Kongres Buruh International pertama di Jenewa, Swiss menetapkan 8 jam kerja sehari menjadi tuntutan buruh se dunia.

1872

100 ribu buruh demo menuntut pengurangan jam kerja di New Jersey, Amerika.

1882

20 ribu buruh aksi damai. Parade membentangkan spanduk 8 Jam Kerja, 8 jam istirahat, 8 jam rekreasi di New York.

1884

Federation of Organized Trades and Labour Union menjadikan 8 jam kerja tuntutan utama.

1 Mei 1886

Sekitar 400 ribu buruh di Amerika memulai aksi mogok. Di antaranya 50 ribu di Chicago. Akibatnya, pabrik-pabrik lumpuh tidak dapat berproduksi.

2 Mei 1886

80 ribu buruh Chicago melanjutkan aksi mogok. Kelumpuhan pabrik-pabrik di Chicago berlanjut.

3 Mei 1886

Polisi mendatangi pabrik McCormick, Chicago untuk mengatasi aksi mogok. Ternyata dengan cara menumpahkan peluru ke peserta demo. 4 buruh tewas seketika. Ratusan luka-luka. Aksi mogok bubar.

Baca juga:  KONSOLIDASI TERINTEGRASI MELALUI KUNJUNGAN KERJA DPD SPN PROVINSI BANTEN

4 Mei 1886

Mensikapi aksi brondong peluru di pabrik McCormick, buruh berkumpul di lapangan Haymarket, Chicago. Sayang cuaca berubah buruk. Sebagian besar buruh bubar. Tertinggal sekitar 200 orang.

Polisi memerintahkan pendemo bubar. Saat mau bubar, tiba-tiba bom meletus di barisan polisi. Satu orang tewas dan puluhan luka-luka. Polisi mengamuk. Pendemo dibrondong habis. Puluhan buruh tewas, sisanya terluka.

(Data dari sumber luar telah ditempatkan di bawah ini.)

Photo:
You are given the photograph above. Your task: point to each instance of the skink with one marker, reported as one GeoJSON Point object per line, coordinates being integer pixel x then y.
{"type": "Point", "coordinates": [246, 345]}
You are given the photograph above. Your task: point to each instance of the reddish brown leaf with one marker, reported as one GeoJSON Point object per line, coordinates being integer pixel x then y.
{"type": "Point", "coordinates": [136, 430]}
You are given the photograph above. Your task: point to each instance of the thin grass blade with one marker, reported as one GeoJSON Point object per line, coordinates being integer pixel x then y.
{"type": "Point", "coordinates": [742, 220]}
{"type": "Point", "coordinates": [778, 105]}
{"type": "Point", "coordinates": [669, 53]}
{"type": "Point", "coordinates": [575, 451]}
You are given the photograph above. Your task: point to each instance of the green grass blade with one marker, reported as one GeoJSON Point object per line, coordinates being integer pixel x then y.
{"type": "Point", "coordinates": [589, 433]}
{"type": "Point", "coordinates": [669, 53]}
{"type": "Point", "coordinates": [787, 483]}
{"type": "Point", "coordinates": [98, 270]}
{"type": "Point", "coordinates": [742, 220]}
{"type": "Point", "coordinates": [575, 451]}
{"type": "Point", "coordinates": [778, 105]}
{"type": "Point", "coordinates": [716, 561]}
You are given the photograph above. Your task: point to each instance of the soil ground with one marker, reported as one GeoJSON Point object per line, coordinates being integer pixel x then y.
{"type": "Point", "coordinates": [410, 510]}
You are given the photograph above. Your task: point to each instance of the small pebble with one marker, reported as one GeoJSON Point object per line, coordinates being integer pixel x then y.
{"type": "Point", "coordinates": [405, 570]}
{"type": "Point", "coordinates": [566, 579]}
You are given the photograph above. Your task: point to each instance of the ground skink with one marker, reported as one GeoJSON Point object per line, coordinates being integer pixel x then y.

Lalu polisi menggeledah sekretariat serikat-serikat pekerja, rumah-rumah aktivitis buruh dan tokoh gerakan sosialis. Mereka ditangkap. Di antaranya August Spies, Albert Parson, Adolph Fischer, George Engel, Fielden, Michael Scwab, Louis Lingg dan Oscar Neebe.

21 Juni 1886

Tanpa bukti yang kuat, ke 8 pemimpin buruh  itu dijatuhi hukuman mati.

11 Nopember 1887

Pelaksanaan hukuman mati atas Albert Parson, August Spies, Adolf Fischer dan Goerge Engel dengan cara digantung. Louise Lingg sudah gantung diri di penjara.

Juni 1889

Kongres Buruh Internasional kedua di Paris menetapkan 1 Mei sebagai Hari Libur Pekerja yang kemudian dikenal sebagai MayDay. Hari memperingati para martir di Haymarket, Chicago. Dan ditetapkan bendera merah sebagai bendera buruh. Merah darah yang ditumpahkan dalam memperjuangkan hak buruh.

Juni 1893

Fielden, Michael Scwab dan Oscar Neebe dibebaskan dari penjara dengan status tidak bersalah.

So… tanpa ada demo buruh. Tanpa ada darah buruh yang mengalir. Tanpa ada nyawa buruh yang dibrondong peluru. Tanpa ada buruh yang dihukum gantung… logikanya, kita bakalan kerja sehari 19-20 jam kerja. Dan tentunya tak ada standar upah.

Kebayang itu PNS kerja 19-20 jam sehari. Puguh 8 jam sehari aja, masuk telat-pulang cepet. Belum lagi bolos titip absen.

Membenci demo buruh itu sama saja dengan orang yang tidak tahu berterima-kasih.